As a former nutrition scientist (and now a nutrition professor) I would argue that most studies are done fairly well - with as much control of confounding factors as science and money can afford. It's just that once you start using a wacka-do diversity of subjects (even if they all look the same on the outside but are completely different on the inside) you end up with a large variation of outcome.


It's not the study design.


It's the subjects!

June 5, 2014

good observation about the 'image' problem that nutritional research outcomes are having with the public; cynicism just about summarises how results and advisories are largely viewed by the public.

more troubling is the unpleasant arguments that can be generated at dinner table amongst family members ( including children) when each is flagging different conclusions on same diets, fuelled by seeemingly contradictory results from published dietary/ nutritional studies.


the 'way forward' suggestions by these authors are worthy of consideration but inspite of the best intentions and strategies, nutritional studies will remain mired in a ' catch 22'  dilemma, be these observational or interventional;

To have epidemiological impact or generalisability, the studies must be rich in numbers with large sample sizes and controls; the larger the number and thus the statistical power, the more difficult it becomes to guarantee procedural rigor, and thus accuracy and predictive power, both on the part of the researchers and that of the enrollees.

under non- laboratory conditions, conformity and compliance are often so difficult to attain, the goals are compromised in various ways and the final surrogates published are often anything beyond statistical compromises.
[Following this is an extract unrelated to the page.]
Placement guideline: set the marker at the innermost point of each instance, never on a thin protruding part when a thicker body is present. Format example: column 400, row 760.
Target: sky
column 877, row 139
when we then realise the additional temptations of some trialists to doctor figures to arrive at preconceived positions, should they for any reasons have some, the potential toxicities in nutritional studies can be well imagined.......  

afterall if we torture data hard enough, it will confess to anything, including the absurd.. and how sadly often, the absurd gets published.


clinicians among us are daily faced with the practical problem of how to support our nutritional  advices to patients with coherent and consistent research outcomes, undermined as we often are, by inconsistencies, worse still, irreconcilabilities ( apparent or real), in available data.

to have to wade through the nuances of a study as this article seems to suggest, before extricating it of its own interpretational strait jackets, can be too laborious in the context of daily clinical work and patients's understanding.

nevertheless, such studies remain necessary or a 'must do'  if sense is to made of our foods and a reliable compass is to be fashioned.

Avatar of: tickman


Posts: 1

June 5, 2014

I was at a school of public health for a long time and noticed that the publication of a contradictory epi study often was associated with a new doctoral candidate, that is, the same dataset gets looked at by a different person using different methods.  Nothing wrong with reexamining an analysis...but perhaps we should not be sending out a press release every time we get a paper published.  If you need to send out a press release, perhaps the study ain't worth much anyway. Good studies are recognized by our peers. Bad or trivial studies that are highlighted in the lay press just come back to bite us and diminish public perception of scientists as a whole.